Die Agrarfrage: eine Uebersicht über die Tendenzen der modernen Landwirthschaft und die Agrarpolitik der Sozialdemokratie.Stuttgart, J. K. W. Dietz, 1899 Stock Code: 118919
NotesFirst edition, presentation copy from the author to the important French communist Paul Lafargue, inscribed by him, "A son cher Lafargue, K. Kautsky, Berlin 3/1/99". The Marxist theorist's analysis of capitalism in agriculture is a book that Lenin declared "the most important event in present-day economic literature since the third volume of Capital".
Kautsky (1854-1938) is one of the leading figures in the history of German Social Democracy. While a student of history, philosophy, and economics at the University of Vienna he became a member of Austria's Social Democratic Party and, after a trip to England in 1881 to meet Marx and Engels, he founded the monthly socialist journal Die Neue Zeit. In addition to Marx and Engels, contributors included Eduard Bernstein, Rudolf Hilferding, Rosa Luxemburg, and Leon Trotsky. His continued close friendship with Engels led to the latter appointing him as editor of Marx's Theories of Surplus Value in 1888, by which time Kautsky was well established as a key proponent of orthodox Marxism. He was, along with Eduard Bernstein, an executor of the Marx-Engels literary archive.

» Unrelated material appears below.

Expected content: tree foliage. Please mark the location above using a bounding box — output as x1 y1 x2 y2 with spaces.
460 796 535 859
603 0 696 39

Kautsky and Lafargue, Marx's son-in-law, were in close contact throughout the late 19th and early 20th centuries; Lafargue contributed several chapters to Die Vorläufer des neueren Sozialismus (1895), the Marxist survey of the history of communist and socialist ideas edited by Kautsky. They regularly corresponded, though their relationship suffered after a disagreement regarding the Millerand controversy in the French Socialist Party; as a result, Lafargue refused to continue his contributions to Die Neue Zeit and the two did not make amends until 1903 when Kautsky acceded to Lafargue's opinion on the matter.
Die Agrarfrage is "a classic oeuvre of Engels's junior collaborator who became the centrist leader of the social democratic movement in Germany and in German-speaking Austria. It at first had no influence at all on anthropology anywhere, and certainly not on folklore studies in his time, although both dealt with peasants and farmers in Europe. Yet by the 1920s and, to an extent, through Chayanov's work in Russia, its intellectual radiation gradually reached academia. After 1945 a whole generation of anthropologists dealing with peasants worldwide and in Europe, ranging from Theodore Shanin to Eric Wolf to James Scott, were inspired by it in direct and indirect ways" (Barth, p. 103).
Octavo. Contemporary blue cloth, spine lettered in gilt, bevelled boards, green endpapers. With a manuscript envelope address leaf to "Monsieur Lafargue" trimmed and laid in. Housed in a black quarter morocco solander box by the Chelsea Bindery.
Spine rolled, corners and ends bumped, extremities rubbed with some minor wear, boards marked, hinges cracked but firm, contents browned, overall a very good copy.